Creative design solves problem for land-locked Huron River Drive ranch
The kitchen in Sandy Kreger's Dexter home has poured concrete kitchen countertops with bits of glass donated by friends: Beer and wine bottles, perfume bottles, cracked mirrors and more floating in the concrete.
Lon Horwedel | AnnArbor.com
Her well and garage sat to the immediate north and the chimney and skylights prohibited building to the south. Three bedrooms were at the west end of the 1,400-square-foot house, and wouldn’t mix well with the kitchen and exercise room she wanted to add.
The house was set at an angle at the eastern edge of the property, leaving little room for an addition. Building a second story was cost prohibitive. And there is no basement.
But architect Keith Fineberg had an idea: Build the addition on the east side, parallel to the setback line, creating a wedged shape addition but using almost every inch of allowable land.
Within the 500-square-foot addition, Fineberg added an open and airy kitchen and breakfast bar that opens into the dining room and living room, a half-bath and an exercise room. He also added storage and pantry space, needed because the house sits on a slab and has no basement.
Sandy Kreger sits in the living room of her Dexter home with architect Keith Fineberg.
Lon Horwedel | AnnArbor.com
When Kreger bought the house in 1994, it had sat vacant for two years. It had shag carpet, dark paneling and no mortgage company would touch it unless the roof was replaced. Outside, it was overgrown.
“It was a giant, disgusting pit of a house,” she said. “But I fell in love with it.”
She liked the land and the idea of being off of Huron River Drive, where she could bike and run. And it had skylights._
Kreger slowly made changes: She replaced the roof, ripped out the carpet, painted and removed a half-wall with 1970s-style bars at the entrance to the living room.
But that didn’t solve the problem of the pint-sized kitchen and her desire to get her exercise equipment out of the middle of her living room.
“Only one person could be in the kitchen at a time and you couldn’t open the refrigerator and oven at the same time,” Kreger said. She contacted Fineberg.
“When Keith first came, he didn’t say ‘Nice to meet you. How are you,’” Kreger said. “He said, ‘This is not a kitchen. It’s a hallway.’”
Fineberg moved the front door to the right, in space where the old kitchen was located. He moved the kitchen into the addition, installing one window on the north wall and wrapping a line of six more windows along the east wall. He tucked the half-bath and exercise room behind the kitchen, separating them from the rest of the house.
“It gives that area of the house privacy,” he said.
While Kreger was watching her budget, she also wanted to be as green as possible. The carpeting in the living room is made from recycled pop bottles, she used no-VOC paint and installed dual-flush toilets.
She selected poured concrete kitchen countertops that carried bits of glass donated by friends: Beer and wine bottles, perfume bottles, cracked mirrors and more. Each piece -pieces of amber, blue and green floating in the concrete - is a reminder of an event or a friend, Kreger said.

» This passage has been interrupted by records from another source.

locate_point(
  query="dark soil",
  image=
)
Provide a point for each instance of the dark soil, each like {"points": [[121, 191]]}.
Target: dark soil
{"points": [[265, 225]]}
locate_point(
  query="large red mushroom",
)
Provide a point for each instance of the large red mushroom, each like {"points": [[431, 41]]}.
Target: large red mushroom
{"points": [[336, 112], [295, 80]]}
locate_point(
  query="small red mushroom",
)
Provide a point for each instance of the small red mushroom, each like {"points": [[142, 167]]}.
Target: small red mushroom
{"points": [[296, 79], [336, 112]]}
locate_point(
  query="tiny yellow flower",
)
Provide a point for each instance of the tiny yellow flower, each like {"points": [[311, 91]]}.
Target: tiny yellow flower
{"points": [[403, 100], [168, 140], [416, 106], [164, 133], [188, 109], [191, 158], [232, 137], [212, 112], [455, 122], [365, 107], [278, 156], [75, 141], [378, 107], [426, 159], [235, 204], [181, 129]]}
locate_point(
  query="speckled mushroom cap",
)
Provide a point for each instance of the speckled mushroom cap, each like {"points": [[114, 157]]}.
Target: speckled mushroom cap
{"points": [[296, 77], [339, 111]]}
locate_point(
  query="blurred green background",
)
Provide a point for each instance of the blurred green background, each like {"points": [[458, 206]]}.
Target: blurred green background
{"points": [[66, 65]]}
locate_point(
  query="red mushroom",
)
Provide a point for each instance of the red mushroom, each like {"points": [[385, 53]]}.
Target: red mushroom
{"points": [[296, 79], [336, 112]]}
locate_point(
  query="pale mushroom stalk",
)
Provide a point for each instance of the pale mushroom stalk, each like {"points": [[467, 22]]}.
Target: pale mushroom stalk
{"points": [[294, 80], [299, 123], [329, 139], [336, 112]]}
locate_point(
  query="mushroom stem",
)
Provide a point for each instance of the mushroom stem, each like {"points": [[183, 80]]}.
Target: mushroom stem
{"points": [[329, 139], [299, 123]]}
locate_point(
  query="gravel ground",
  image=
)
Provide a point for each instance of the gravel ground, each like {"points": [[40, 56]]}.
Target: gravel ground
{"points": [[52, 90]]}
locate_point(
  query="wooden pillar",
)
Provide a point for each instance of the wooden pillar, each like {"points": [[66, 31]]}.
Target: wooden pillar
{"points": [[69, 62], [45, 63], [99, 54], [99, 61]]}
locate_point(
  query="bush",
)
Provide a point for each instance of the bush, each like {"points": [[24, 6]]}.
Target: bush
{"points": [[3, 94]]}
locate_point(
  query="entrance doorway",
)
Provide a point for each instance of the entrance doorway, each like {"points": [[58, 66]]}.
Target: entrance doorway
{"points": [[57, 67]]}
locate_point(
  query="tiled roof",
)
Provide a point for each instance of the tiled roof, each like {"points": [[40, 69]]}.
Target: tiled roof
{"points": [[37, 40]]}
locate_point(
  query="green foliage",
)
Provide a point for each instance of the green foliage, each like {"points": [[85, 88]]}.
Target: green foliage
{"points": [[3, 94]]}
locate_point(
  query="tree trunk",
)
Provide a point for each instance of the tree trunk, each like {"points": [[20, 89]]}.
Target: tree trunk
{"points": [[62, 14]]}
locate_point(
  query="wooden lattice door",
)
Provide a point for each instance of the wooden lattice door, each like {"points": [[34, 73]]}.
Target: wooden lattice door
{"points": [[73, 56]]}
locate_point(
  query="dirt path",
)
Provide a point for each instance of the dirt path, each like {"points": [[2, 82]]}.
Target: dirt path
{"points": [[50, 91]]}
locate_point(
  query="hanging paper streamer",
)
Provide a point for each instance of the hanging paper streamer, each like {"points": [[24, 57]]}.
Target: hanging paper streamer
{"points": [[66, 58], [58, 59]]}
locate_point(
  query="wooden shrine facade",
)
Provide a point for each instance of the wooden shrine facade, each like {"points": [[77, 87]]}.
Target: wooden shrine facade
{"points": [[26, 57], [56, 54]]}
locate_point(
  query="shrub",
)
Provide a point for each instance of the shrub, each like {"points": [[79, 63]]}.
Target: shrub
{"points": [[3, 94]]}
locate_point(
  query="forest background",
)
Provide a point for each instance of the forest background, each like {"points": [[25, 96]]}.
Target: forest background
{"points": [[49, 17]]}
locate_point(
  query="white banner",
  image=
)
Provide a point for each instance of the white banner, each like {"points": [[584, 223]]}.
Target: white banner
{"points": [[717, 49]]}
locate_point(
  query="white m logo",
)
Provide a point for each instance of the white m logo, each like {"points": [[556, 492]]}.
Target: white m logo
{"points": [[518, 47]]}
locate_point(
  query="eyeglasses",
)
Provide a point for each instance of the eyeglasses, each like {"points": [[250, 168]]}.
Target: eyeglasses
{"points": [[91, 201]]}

The skylight in the kitchen uses a solatube, a mirrored tube that maximizes daylight. It is covered with a prismatic diffuser and it creates enough light to look like a light fixture.
She found a mismatch of $1 knobs at a local lumber store for her kitchen cabinets, used old trim from the part of the house that was demolished as shelving, reused the maple cabinets from her old kitchen (matching them for the new cabinets needed for the new, bigger kitchen) and went with bamboo flooring from a sustainable forest for the kitchen and exercise room. She reused windows for the exercise room, installed a cast off ceiling fan and was able to use a mirror and light fixtures a cousin was going to throw away.
“It felt like a barn raising,” Kreger said. “I was asking everyone for their junk.”
Comments
Keith Fineberg
Mon, Jul 12, 2010 : 7:39 a.m.
The budget was just over $100,000. (The article doesn't mention that this budget was yet another constraint.) With that we provided a new kitchen, a new foyer and walk-in closet (where the old kitchen had been), an expanded dining room, a new powder room and a new office/exercise room (of approx. 150 square feet). Sandy was very interested in a creative solution and, consequently, the addition wall is set at a 20 degree angle to the existing house, parallel to and hugging the setback line. This angle creates dynamic interior spaces in the expanded dining room and new kitchen. -Keith Fineberg
millermaple
Thu, Jul 8, 2010 : 8:47 a.m.
approx cost or project? that would be helpful.